Atlas Air's 747Fs flying for Qantas will be upgraded from -400Fs to 747-8Fs. Photo: Atlas Air

Several U.S.-based air cargo and express carriers, including Kalitta Air, FedEx and Atlas Air Worldwide Holdings’ subsidiary carriers, requested exemption from the U.S. Federal Aviation Administration (FAA) to continue operating in the Middle East despite the recent Notice to Airmen (NOTAM) banning U.S. carriers from flying in certain regions.

Airlines that submitted requests to the FAA this week include Kalitta Air, FedEx, Atlas Air, Southern Air and Polar Air Cargo. While none of the carriers have yet returned requests for comment on their Middle Eastern operations, all but FedEx submitted detailed requests that indicate the NOTAM has had a substantial impact on cargo operations from the U.S. into Bahrain International Airport (BAH).

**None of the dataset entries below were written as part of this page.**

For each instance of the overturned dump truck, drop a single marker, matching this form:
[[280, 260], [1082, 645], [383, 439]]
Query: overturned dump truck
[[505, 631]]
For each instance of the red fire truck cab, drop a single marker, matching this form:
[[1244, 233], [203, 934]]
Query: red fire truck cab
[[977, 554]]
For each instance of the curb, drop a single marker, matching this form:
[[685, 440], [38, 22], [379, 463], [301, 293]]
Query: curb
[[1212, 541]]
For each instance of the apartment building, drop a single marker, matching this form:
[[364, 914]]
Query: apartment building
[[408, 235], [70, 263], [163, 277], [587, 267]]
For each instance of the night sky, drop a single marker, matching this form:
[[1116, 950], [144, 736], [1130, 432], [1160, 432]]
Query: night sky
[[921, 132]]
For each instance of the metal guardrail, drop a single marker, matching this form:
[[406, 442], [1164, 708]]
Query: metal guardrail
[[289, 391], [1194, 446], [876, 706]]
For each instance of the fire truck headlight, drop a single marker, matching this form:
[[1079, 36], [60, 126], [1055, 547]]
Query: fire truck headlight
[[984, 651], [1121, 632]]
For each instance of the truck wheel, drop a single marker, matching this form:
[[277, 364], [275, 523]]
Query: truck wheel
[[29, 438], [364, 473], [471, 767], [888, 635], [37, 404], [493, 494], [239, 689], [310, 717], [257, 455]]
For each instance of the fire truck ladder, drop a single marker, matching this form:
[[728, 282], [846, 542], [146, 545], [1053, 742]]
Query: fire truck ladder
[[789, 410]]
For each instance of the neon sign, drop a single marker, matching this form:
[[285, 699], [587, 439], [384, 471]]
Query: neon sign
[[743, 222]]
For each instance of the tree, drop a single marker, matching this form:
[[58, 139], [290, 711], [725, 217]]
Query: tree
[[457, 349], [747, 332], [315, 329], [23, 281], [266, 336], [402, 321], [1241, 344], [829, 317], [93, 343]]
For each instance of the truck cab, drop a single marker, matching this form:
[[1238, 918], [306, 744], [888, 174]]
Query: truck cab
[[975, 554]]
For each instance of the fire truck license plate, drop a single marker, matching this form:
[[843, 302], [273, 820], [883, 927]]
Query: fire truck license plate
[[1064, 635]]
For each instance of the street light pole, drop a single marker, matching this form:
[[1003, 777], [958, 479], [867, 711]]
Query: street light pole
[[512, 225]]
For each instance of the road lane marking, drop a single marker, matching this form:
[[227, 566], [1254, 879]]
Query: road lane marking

The filings from all Atlas’ subsidiary carriers requested FAA “relief to the restriction on the airspace over the Persian Gulf and the Gulf of Oman, to operate to the Bahrain and Qatar airports, in support of continued operations into the region.” The destinations requested indicate at least some traffic is on behalf of the U.S. Department of Defense or military, as Atlas Air and Polar Air Cargo specifically requested permission to operate to Al Udeid Air Base (XJD) southwest of Doha, Qatar. The U.S. Air Force and U.S. Central Command both have operations at XJD.

Meanwhile, in addition to U.S. military mail operations, Kalitta Air stated in its filing that an exemption would allow it to continue operating in the region on behalf of DHL. In 2019, DHL Express extended its lease at BAH, where DHL’s traffic accounts for more than half the airport’s total airfreight operations. Considering that Southern Air also operates on behalf of DHL and has requested FAA permission to fly from DHL Express’ North American hub at Cincinnati/Northern Kentucky Airport (CVG) to BAH, it’s likely that many of the requested operations into BAH would be on behalf of the express company. For its part, a DHL spokesperson told Air Cargo World that it “had contingency plans in effect during the last few days that kept our volumes flowing, but we are back on track today.”

Meanwhile, many carriers based outside the U.S. also continue to divert flights around the region following missile attacks, and what appears to have been an attack on a 737 passenger jet in the region. Air Cargo World will continue reporting on the region as the situation develops.

This story has been updated following comment from DHL.